New Delhi, July 4 Alleging that private passenger trains will start operating within 100 days, the CPI-M has come out strongly against what it says is the government’s planned privatisation of Indian Railways.
“The Modi government’s second coming is going to be marked by a stepped up privatisation drive. Already the Niti Aayog has announced that 46 public sector enterprises will be sold off or shut down as per a 100 day action plan,” said an editorial in CPI-M journal “People’s Democracy”.
The heart of this privatisation drive will be the Indian Railways, it said.
According to an action plan proposed by the Railway Ministry, private passenger trains will be operated within 100 days, said the editorial.
Two passenger trains will be offered to Indian Railway Catering and Tourism Corp (IRCTC), a subsidiary of the railways to provide ticketing and onboard services. These trains will be run on important routes like the Golden Quadrilateral connecting major cities, it said.

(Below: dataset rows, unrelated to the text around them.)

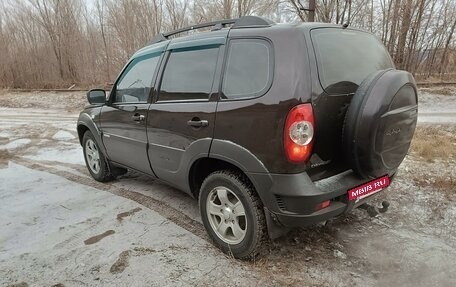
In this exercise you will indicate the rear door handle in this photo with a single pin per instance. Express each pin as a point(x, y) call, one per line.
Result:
point(138, 117)
point(198, 123)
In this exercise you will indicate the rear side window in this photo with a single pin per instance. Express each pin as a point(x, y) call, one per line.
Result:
point(248, 71)
point(136, 82)
point(347, 57)
point(189, 74)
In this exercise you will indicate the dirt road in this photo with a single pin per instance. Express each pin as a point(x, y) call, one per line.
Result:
point(61, 227)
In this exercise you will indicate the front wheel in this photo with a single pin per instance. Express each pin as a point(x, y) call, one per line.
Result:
point(232, 214)
point(95, 160)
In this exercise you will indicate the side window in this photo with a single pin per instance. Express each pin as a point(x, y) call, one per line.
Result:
point(189, 74)
point(248, 71)
point(136, 82)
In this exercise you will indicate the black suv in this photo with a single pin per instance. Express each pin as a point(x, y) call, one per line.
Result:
point(269, 126)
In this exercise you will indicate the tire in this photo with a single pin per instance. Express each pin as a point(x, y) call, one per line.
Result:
point(239, 191)
point(95, 160)
point(380, 123)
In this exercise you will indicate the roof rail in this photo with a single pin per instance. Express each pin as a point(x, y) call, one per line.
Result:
point(242, 22)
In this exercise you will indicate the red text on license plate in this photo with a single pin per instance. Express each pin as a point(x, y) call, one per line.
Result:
point(368, 188)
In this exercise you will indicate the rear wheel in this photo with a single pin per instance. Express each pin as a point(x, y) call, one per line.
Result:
point(95, 160)
point(232, 214)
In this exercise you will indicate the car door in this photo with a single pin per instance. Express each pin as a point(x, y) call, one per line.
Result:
point(123, 120)
point(181, 119)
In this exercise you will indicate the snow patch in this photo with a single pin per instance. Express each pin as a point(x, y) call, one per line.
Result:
point(63, 136)
point(16, 144)
point(70, 155)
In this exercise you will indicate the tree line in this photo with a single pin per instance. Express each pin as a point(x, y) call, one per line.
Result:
point(58, 43)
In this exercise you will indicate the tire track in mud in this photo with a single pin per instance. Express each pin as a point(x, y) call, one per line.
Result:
point(166, 211)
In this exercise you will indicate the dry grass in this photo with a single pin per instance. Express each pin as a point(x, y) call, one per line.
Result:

“The government wants to hand over the running of premier trains, including the Rajdhani and Shatabdi Express trains, to private operators for which tenders would be floated this year itself.
“The trains to metropolitan cities and premier routes, which are more profitable, will be given to the private sector. This would imply also higher railway fares and cutting the subsidies given by the government,” the CPI-M said.
Now the proposal is for the seven production units and associated workshops to be hived off from the Indian Railways and brought under a separate company, it said.
“This would be the first step towards privatisation and will pave the way for outsourcing production to private companies.”
The Indian Railways has a network covering 69,182 km. It carries millions to all corners of India.
The editorial said: “The Indian Railways should not be privatized.”